Optimization proposal
OlivierSohn opened this issue · comments
Hello,
I have a suggestion to improve the performance of the queues that are dynamically sized:
Each time an element is pushed or poped, there is a call to a modulo operator to put head and tail in the [0,size) range.
This modulo might be very fast in the case where the size is a constant power of 2 known at compile time (if the compiler converts this to a bitwise operation), but when the size is set a run-time, this modulo operator might be expensive...
Instead of using modulo we could simply keep head and tail in the range [0,size) (i.e reset them to 0 when they become equal to size).
You are right. Would you like to submit a pull request?
You are right. Would you like to submit a pull request?
I'm afraid I won't have the time to do it.
There is another subject where I might be able to do a pull request but I'll open a separate issue.

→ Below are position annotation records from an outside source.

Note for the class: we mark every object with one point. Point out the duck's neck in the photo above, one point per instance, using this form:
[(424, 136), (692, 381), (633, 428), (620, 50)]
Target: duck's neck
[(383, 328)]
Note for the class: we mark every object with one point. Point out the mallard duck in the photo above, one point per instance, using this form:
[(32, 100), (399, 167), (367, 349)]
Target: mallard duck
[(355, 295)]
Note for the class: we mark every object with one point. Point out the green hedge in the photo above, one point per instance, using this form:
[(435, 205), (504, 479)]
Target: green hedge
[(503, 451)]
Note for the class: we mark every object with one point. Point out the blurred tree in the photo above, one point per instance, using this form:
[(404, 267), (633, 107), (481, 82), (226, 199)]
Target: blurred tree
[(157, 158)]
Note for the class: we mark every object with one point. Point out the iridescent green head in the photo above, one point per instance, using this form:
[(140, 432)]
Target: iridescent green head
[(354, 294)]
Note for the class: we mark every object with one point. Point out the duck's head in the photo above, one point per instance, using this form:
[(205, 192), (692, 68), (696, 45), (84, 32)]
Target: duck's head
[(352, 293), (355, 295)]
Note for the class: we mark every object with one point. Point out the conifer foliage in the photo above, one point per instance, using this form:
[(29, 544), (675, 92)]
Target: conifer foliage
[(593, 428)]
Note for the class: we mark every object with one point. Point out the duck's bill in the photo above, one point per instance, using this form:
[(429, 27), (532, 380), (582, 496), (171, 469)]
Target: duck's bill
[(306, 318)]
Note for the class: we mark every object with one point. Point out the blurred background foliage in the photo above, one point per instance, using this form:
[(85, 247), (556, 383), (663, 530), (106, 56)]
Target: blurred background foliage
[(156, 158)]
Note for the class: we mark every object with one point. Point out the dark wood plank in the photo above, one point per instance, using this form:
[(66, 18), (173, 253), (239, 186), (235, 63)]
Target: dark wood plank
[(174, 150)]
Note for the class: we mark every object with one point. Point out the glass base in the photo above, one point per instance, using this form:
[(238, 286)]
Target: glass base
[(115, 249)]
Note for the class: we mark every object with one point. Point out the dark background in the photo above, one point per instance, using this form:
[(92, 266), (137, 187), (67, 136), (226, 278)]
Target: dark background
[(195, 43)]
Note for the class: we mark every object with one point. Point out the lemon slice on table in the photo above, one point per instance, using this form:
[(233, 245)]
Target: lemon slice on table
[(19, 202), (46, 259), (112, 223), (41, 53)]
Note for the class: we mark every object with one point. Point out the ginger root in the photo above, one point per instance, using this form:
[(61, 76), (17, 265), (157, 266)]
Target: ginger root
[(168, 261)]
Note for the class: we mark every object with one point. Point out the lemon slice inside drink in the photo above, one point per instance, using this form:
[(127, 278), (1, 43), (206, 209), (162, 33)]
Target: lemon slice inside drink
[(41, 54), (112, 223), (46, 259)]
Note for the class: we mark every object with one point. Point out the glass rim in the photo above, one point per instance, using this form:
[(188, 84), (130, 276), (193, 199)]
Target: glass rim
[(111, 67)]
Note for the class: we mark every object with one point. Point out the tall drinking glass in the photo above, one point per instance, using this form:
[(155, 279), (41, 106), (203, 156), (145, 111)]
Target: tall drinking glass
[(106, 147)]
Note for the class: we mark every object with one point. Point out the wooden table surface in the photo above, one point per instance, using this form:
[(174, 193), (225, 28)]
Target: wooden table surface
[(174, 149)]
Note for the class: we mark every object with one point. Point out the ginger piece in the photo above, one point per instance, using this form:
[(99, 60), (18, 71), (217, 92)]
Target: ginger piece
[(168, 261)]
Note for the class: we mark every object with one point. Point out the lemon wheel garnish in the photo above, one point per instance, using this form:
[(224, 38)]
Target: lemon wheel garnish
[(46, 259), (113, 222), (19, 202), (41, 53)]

Currently the queues that dynamically allocate the buffer always round the size to the next power of 2. I guess the easier way is to replace % size
with & (size - 1)
.
Currently the queues that dynamically allocate the buffer always round the size to the next power of 2. I guess the easier way is to replace
% size
with& (size - 1)
.
Yes that’s a smart way of doing it!
But actually I noticed that for a queue of size 7 the size is rounded to 4096 (or at least 1024, I don’t remember exactly). I wonder if this is expected (to have a full page and avoid other objects being on the same page?) or not
I wonder if this is expected (to have a full page and avoid other objects being on the same page?) or not
The B
variants of the queue use dynamic memory allocation and their size is always rounded to the next power of 2.
Whereas non-B
variants has MINIMIZE_CONTENTION
parameter, which rounds the size to the next power of 2 when set to true
.
I am thinking of unifying all the queue variants into one queue with a template policy argument to make the interface more straight-forward. But for now, dynamic allocation is done by B
variants, non-atomic and move-only types are supported by 2
variants.
their size is always rounded to the next power of 2.
For example with:
AtomicQueueB2<int> q(7);
we have q.size_ == 4096
(It looks like it's rounded to the next power of 2 bigger than 4096)
For example with:
AtomicQueueB2<int> q(7);
we have q.size_ == 4096
You are quite right.
This currently is expected behaviour because the B
variants always use the power of 2 size and remap subsequent indexes to different cache lines to minimize contention. The second condition causes AtomicQueueB2<int>
minimum size to be 4096 elements. B
variants do not have MINIMIZE_CONTENTION
template parameter that controls this behaviour for simplicity.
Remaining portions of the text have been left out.